I laughed. “You’re hardly one of those.”

“Then, let’s say, I’m rooting for the guy.”

“You’re … what ?”

She shrugged. “Call me crazy.”

I laughed. “Hands down, the craziest thing you’ve ever said.” She went to voice something else, and I put my hand on her arm. “Some things are irreparable, and that’s okay. Not everyone is meant to be together. And just because I was in love in the past doesn’t mean I won’t find it in the future.”

“Have you found it?”

I rubbed my other hand over the couch. Its newness still making the fabric a little stiff, but the softness was there. So was the slickness of my skin that this conversation was creating. “No.”

“Exactly.”

“But I haven’t been looking.”

“But you kinda were during all those years abroad. Spain, Switzerland, until you settled in London.”

Those years. Fifteen of them. When I thought back, they’d gone by so quickly. The sights I’d seen. The friends I’d met along the way. A job that allowed me to work remotely, so it didn’t matter if I was backpacking through Asia or standing outside the pyramids of Egypt; I could still support myself.

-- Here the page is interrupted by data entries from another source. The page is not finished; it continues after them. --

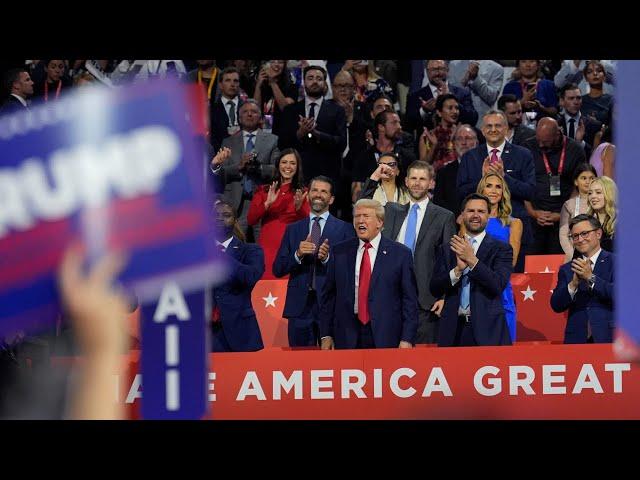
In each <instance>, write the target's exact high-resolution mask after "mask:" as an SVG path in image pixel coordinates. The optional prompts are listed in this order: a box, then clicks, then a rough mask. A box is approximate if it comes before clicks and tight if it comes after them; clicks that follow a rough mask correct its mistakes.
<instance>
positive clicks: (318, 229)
mask: <svg viewBox="0 0 640 480" xmlns="http://www.w3.org/2000/svg"><path fill="white" fill-rule="evenodd" d="M321 218H322V217H318V216H316V217H313V225H312V226H311V241H312V242H313V243H314V244H315V246H316V251H315V253H314V258H313V263H312V264H311V288H312V289H313V290H315V289H316V258H315V256H316V255H318V248H319V247H320V219H321Z"/></svg>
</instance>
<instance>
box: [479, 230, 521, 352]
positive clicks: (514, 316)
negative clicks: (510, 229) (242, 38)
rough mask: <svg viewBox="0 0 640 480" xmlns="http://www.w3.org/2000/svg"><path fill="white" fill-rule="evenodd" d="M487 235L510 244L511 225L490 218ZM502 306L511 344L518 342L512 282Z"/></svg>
mask: <svg viewBox="0 0 640 480" xmlns="http://www.w3.org/2000/svg"><path fill="white" fill-rule="evenodd" d="M486 230H487V233H488V234H489V235H491V236H492V237H493V238H495V239H497V240H500V241H503V242H505V243H509V236H510V233H511V231H510V225H506V226H505V225H502V222H501V221H500V220H499V219H497V218H490V219H489V222H488V223H487V229H486ZM502 306H503V307H504V313H505V316H506V318H507V327H509V334H510V335H511V342H513V343H515V341H516V303H515V300H514V298H513V289H512V288H511V280H509V283H507V287H506V288H505V289H504V291H503V292H502Z"/></svg>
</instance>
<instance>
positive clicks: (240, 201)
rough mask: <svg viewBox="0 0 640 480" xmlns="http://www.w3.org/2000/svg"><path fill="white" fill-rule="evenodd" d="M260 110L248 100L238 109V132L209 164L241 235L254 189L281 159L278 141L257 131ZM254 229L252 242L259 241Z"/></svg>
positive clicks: (260, 119) (259, 131)
mask: <svg viewBox="0 0 640 480" xmlns="http://www.w3.org/2000/svg"><path fill="white" fill-rule="evenodd" d="M261 120H262V112H261V111H260V106H259V105H258V104H257V103H256V102H255V101H254V100H251V99H249V100H247V101H246V102H244V103H243V104H242V105H241V106H240V128H241V129H240V131H239V132H238V133H236V134H234V135H231V136H230V137H227V138H225V139H224V140H223V141H222V151H221V152H219V154H217V155H216V156H215V157H213V159H212V161H211V171H212V172H213V174H214V175H216V176H218V177H219V179H220V183H221V184H222V185H223V188H224V198H225V200H227V201H228V202H229V203H230V204H231V205H233V208H234V210H235V212H236V215H237V217H238V223H239V224H240V228H241V229H242V232H243V233H245V234H246V233H247V228H248V227H247V213H248V212H249V204H250V203H251V198H252V197H253V191H254V189H255V187H257V186H259V185H263V184H265V183H268V182H269V181H271V179H272V178H273V175H274V173H275V164H276V161H277V159H278V156H279V155H280V150H278V137H277V136H276V135H273V134H272V133H267V132H265V131H264V130H262V129H261V128H259V125H260V121H261ZM256 230H257V229H256V226H254V227H253V238H258V232H257V231H256Z"/></svg>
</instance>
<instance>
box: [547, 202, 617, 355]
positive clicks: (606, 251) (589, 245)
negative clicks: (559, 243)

Until nothing was keeping me there. Until my fingers were tired of booking travel and my feet were exhausted from running. The walls of my flat in London had felt like they were closing in.

No one was my reason for staying.

“Regardless …” I exhaled. “I’m back. Probably for good. And who knows? Maybe I’ll find love at Whole Foods or something.”

“You’ll be reaching for a cheese sample, and so will he. Your fingers will briefly touch, and you’ll pull yours back first—with a smile, of course. You’ll live happily ever after.”

“Except the one thing I did get while I was in Europe was a dairy allergy.” I tilted my head while I took in her face. “I didn’t tell you?”

She slowly looked away from me and moved her legs out from beneath her, extending them on the ottoman, her bare feet crossing. “Love is what’s missing from your life.”

“There are a lot of things missing.”

“Like?”

I held her hand tighter. “Like?—”

I drew in a gasp, my entire body tensing right before my eyes flicked open.

They were closed?

While the light from the lamp beside me shone in my face, I quickly glanced around the room. The art on the walls, the pictures on top of the bookcase, the plants in the corner, a TV that I’d never even turned on.

My apartment in West Hollywood.

The back of my head was snuggled into a fluffy cream-colored square pillow, and I was cuddled into the couch.

I’d fallen asleep. It had all been a dream.

But there was a bottle of vodka on the tray that sat on the ottoman. There were two glasses next to it; one was full … the other was empty.